Ici Kohlhaas l’interrompit et lui fit observer, en cherchant à cacher son trouble, qu’il n’avait pas dit toute la vérité, puisqu’il savait bien que les chevaux avaient été attelés quelquefois au commencement du dernier printemps.

« Tu aurais dû, ajouta-t-il, te montrer plus complaisant au château dont tu étais l’hôte en quelque sorte, et consentir à aider à la rentrée de la moisson.

— Et c’est aussi ce que j’ai fait, mon maître. Je pensais qu’après tout cela ne tuerait pas les chevaux, et le troisième jour ils rentrèrent trois chars de blé.

— ils ne m’ont pas parlé de cela, Herse, » s’écria Michel, dont le cœur se gonflait d’indignation ; et il baissa les yeux vers la terre.
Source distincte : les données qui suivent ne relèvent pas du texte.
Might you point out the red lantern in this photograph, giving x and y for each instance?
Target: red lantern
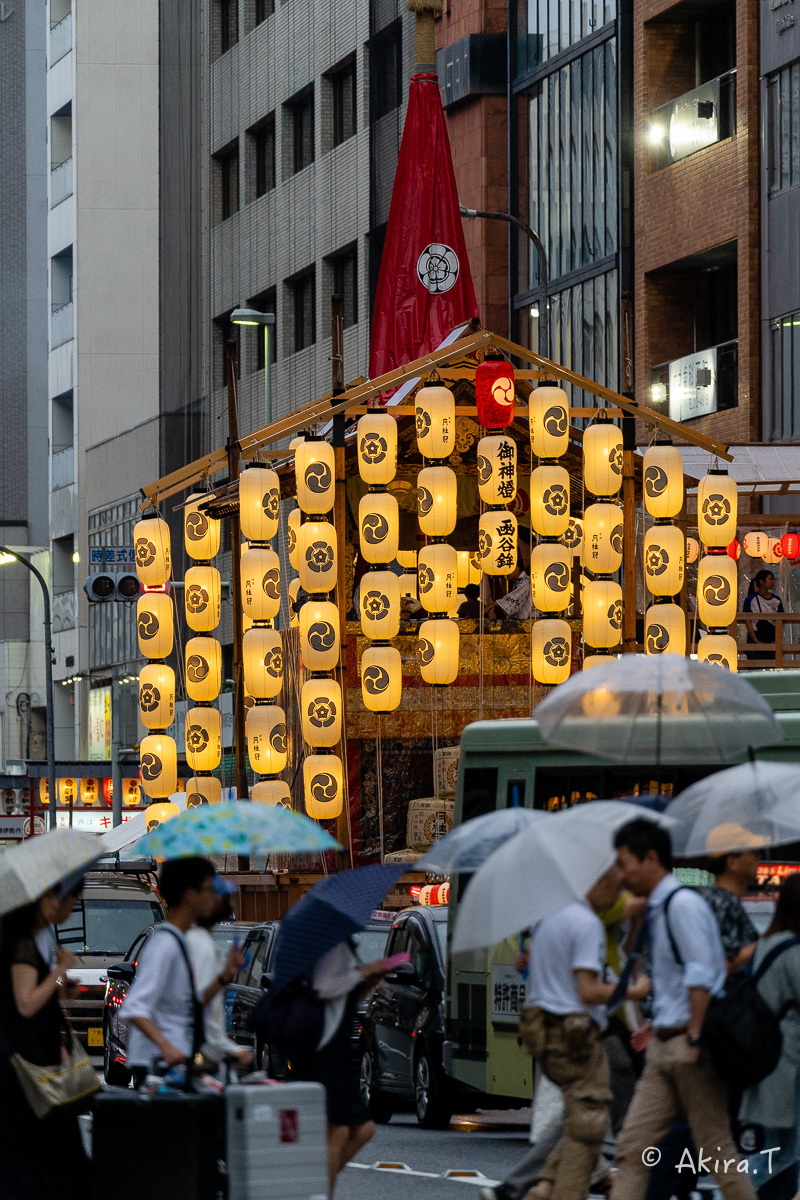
(494, 394)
Herse l’assura que les choses s’étaient bien passées ainsi. « Mon manque de complaisance, ajouta-t-il, consiste à n’avoir pas voulu suivre le conseil du châtelain et de l’intendant, qui me disaient de nourrir les chevaux avec le maigre foin de la commune, et de garder pour moi l’argent que vous m’aviez remis ; ce à quoi je répondis en leur tournant le dos.

— Mais tu n’as donc pas été chassé ?

— Plût à Dieu ! s’écria Herse, ce serait un crime de moins contre le ciel. Sur le soir du même jour, les chevaux de deux jeunes cavaliers qui venaient d’arriver à Tronkenbourg furent amenés dans l’écurie ; on en fit sortir les miens, et comme je demandais au châtelain où je devais les loger, il m’indiqua une étable à cochons, formée de quelques planches soutenues par des pieux, et adossées au mur du château.

— Peut-être n’en avait-elle que l’apparence, Herse, et n’était-ce point une étable à cochons.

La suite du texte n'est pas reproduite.